Now, use this newfound understanding to explain to me in the comments why it’s obvious that gcd, the greatest-common-divisor function, is associative.

## Post-script 1: solution to the puzzle

This is the solution to the puzzle presented in the section about the tower-of-powers sequential operation. I won’t repeat the puzzle here. If you want to see the answer, click the button below.

## Post-script 2: infinite sequences

“Aha!” says the careful reader who isn’t very familiar with abstract algebra, after reading the first proof in this post. “But what about *infinite *sequences of elements? Your proof implicitly uses induction to show that parenthesized sequences of arbitrary length can be re-arranged into fully right-associative sequences, but induction only works for the *finite* case.”

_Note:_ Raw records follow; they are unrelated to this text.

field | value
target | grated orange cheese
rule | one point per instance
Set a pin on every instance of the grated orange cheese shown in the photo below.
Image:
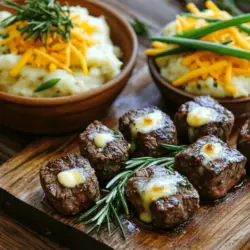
(57, 54)
(199, 72)
(202, 64)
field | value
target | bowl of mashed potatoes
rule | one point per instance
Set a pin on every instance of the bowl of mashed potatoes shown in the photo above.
(55, 84)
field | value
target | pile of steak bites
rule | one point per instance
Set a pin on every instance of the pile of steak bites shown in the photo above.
(206, 170)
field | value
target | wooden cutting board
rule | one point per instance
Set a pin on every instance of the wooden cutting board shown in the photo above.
(222, 225)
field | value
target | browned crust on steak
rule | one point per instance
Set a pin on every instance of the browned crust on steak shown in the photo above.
(243, 143)
(109, 160)
(148, 144)
(167, 212)
(215, 179)
(220, 127)
(69, 201)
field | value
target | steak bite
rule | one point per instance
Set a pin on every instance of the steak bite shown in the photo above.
(211, 166)
(243, 143)
(105, 149)
(146, 129)
(70, 184)
(203, 116)
(162, 197)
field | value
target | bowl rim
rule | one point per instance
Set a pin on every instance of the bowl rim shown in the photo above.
(155, 72)
(53, 101)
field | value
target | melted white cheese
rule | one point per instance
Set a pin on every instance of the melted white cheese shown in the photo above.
(101, 139)
(71, 178)
(147, 123)
(155, 189)
(200, 116)
(211, 151)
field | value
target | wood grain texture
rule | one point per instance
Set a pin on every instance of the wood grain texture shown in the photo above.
(223, 225)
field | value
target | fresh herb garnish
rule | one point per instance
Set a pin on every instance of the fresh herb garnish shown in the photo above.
(47, 85)
(140, 28)
(43, 17)
(108, 208)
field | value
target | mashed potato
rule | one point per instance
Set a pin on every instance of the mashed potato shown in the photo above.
(171, 68)
(102, 60)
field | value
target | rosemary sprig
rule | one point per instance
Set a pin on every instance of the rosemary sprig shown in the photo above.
(108, 208)
(42, 16)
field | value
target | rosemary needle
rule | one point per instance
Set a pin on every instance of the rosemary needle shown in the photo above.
(114, 202)
(42, 17)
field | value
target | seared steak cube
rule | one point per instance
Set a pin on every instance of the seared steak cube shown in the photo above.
(203, 116)
(162, 197)
(105, 149)
(146, 129)
(211, 166)
(243, 143)
(70, 184)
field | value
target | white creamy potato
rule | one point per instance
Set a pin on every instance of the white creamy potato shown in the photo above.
(171, 68)
(102, 60)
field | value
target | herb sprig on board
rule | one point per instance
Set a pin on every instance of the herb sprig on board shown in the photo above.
(107, 209)
(42, 16)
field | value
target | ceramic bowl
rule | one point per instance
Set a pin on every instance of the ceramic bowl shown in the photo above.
(239, 106)
(70, 113)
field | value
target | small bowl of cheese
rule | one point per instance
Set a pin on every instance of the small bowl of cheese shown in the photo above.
(60, 73)
(221, 73)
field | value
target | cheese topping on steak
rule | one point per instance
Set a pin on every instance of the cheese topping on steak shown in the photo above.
(211, 151)
(147, 123)
(155, 189)
(101, 139)
(71, 178)
(200, 116)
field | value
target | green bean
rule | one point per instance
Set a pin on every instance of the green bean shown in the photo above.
(181, 50)
(194, 44)
(197, 33)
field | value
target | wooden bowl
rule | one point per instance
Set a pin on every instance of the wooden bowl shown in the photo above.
(65, 114)
(239, 106)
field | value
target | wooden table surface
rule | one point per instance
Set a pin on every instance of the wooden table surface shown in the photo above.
(156, 13)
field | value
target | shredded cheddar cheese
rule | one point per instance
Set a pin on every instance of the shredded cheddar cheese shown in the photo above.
(204, 64)
(57, 54)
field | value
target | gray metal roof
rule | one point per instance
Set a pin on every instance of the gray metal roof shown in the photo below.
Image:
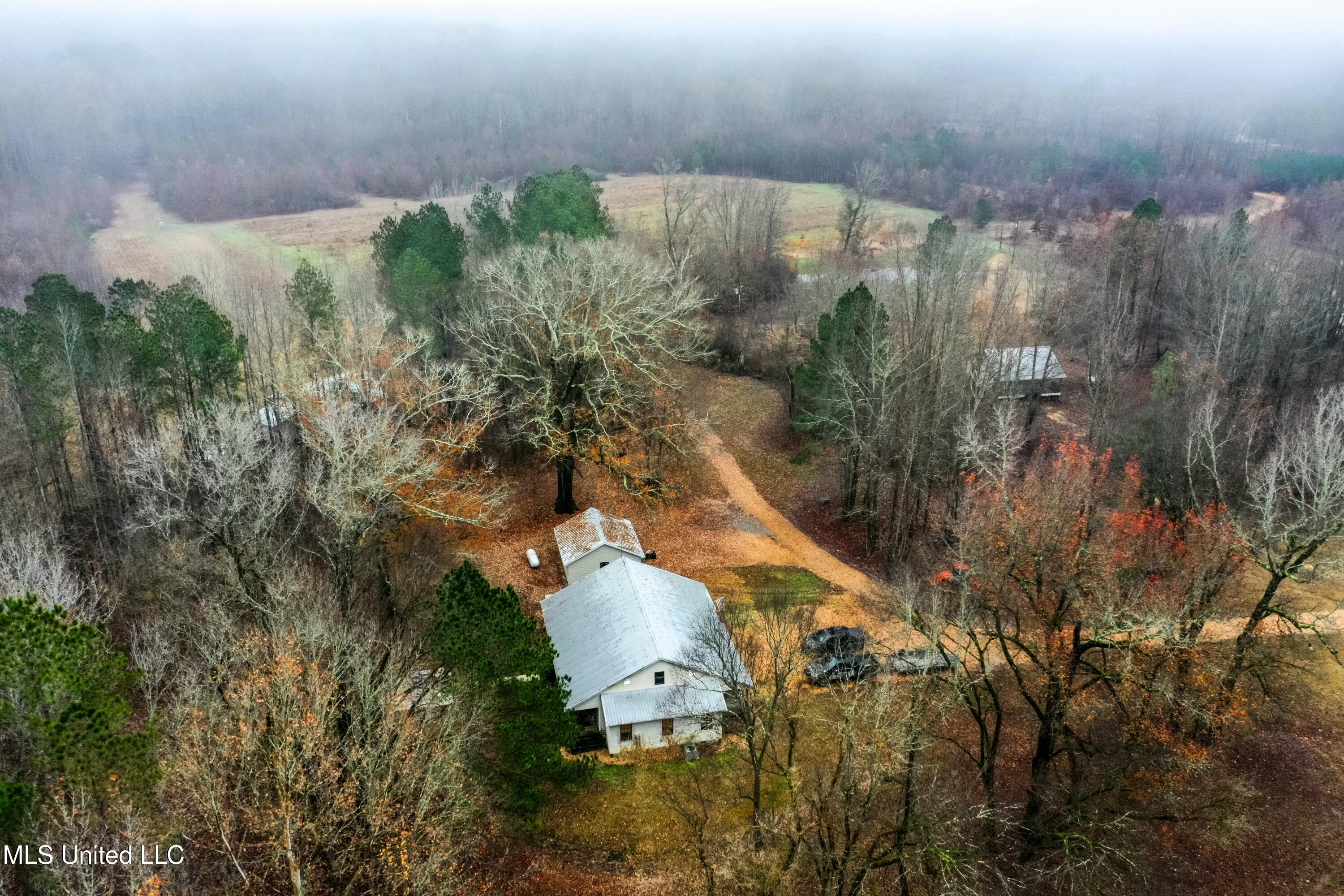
(592, 530)
(666, 702)
(620, 620)
(1023, 363)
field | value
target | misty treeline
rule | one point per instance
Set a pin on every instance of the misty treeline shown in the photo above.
(240, 124)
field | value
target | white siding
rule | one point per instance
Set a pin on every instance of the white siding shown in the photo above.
(650, 734)
(593, 560)
(674, 675)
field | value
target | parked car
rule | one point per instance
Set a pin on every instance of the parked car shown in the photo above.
(836, 669)
(918, 661)
(836, 641)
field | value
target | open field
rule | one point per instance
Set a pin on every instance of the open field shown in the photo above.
(147, 242)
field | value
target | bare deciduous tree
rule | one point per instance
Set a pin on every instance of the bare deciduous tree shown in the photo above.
(857, 213)
(1295, 505)
(584, 343)
(213, 477)
(682, 213)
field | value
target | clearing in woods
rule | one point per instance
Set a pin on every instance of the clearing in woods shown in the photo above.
(144, 241)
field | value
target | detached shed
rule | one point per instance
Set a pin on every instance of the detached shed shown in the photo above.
(593, 539)
(1025, 371)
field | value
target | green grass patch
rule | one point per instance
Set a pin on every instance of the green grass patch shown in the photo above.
(791, 585)
(616, 775)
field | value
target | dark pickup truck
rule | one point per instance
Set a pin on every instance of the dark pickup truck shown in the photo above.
(838, 669)
(836, 641)
(918, 661)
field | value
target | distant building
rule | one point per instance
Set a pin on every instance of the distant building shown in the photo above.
(1025, 371)
(593, 539)
(619, 637)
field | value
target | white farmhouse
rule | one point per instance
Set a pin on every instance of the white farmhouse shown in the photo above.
(593, 539)
(619, 636)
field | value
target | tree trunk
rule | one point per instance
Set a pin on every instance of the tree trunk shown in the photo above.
(1245, 637)
(565, 485)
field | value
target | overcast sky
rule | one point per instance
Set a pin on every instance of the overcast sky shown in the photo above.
(1201, 21)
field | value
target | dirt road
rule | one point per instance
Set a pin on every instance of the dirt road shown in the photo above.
(804, 551)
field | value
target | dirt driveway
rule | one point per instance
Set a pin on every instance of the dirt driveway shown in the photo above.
(843, 609)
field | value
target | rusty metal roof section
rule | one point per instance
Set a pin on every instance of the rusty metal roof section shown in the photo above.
(592, 530)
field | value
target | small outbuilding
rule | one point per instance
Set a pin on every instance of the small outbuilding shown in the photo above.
(1025, 371)
(592, 540)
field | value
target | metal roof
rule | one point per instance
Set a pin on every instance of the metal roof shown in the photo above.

My answer: the the normal definition of associative operations does not guarantee the existence of infinite products. Consider the group where G is the set {1, 3, 5, 7} and the operation is multiplication modulo 8, and try to find the value of the expression 3∘3∘3∘3∘3∘… with a countably infinite number of threes. You could try taking a limit of the product of N threes as N goes to infinity, but…

- 3∘3 = 9 mod 8 =
**1** - 3∘3∘3 = 27 mod 8 =
**3** - 3∘3∘3∘3 = 81 mod 8 =
**1** - 3∘3∘3∘3∘3 = 243 mod 8 =
**3** - 3∘3∘3∘3∘3∘3 = 729 mod 8 =
**1** - …

…you won’t find one. Because who said there would be one, anyway? One’s mind might turn to infinite sequences once operations are framed as acting on sequences of elements, but the original definition only calls for a binary version, and if you can’t find any sensible way to define the value of an infinite product like this one, that’s just too bad.

## Post-script 3: the look-up table group

But what about the six-element group with a lookup table for an operation that I defined at the start of this post? Do the intuitions built herein not apply to that group?

Sure they do. You just need the right interpretation of what the elements of that group actually are. Consider this equilateral triangle:

Each element of the group corresponds to an action you can take on the triangle that doesn’t change its appearance. There are six such actions:

- Do nothing.
- Rotate left 120 degrees.
- Rotate left 240 degrees.
- Flip over the vertical axis.
- Flip over the vertical axis, then rotate left 120 degrees.
- Flip over the vertical axis, then rotate left 240 degrees.

Applying any number of these actions in sequence is always equivalent to performing just a single action. For example, 2∘4 = 6 and 3∘3∘3 = 1. If you’ve been following along, it should be obvious that the operation is associative. The identity element is action 1 and inverses are easy to find experimentally. Try cutting out a paper triangle and marking the front and back with distinct, asymmetrical symbols, such as the letters F and B. Play around with it to get a feel for how the actions interrelate. I will leave it as an exercise to you to discover which elements of the group correspond to which actions. Hint: there may be more than one solution.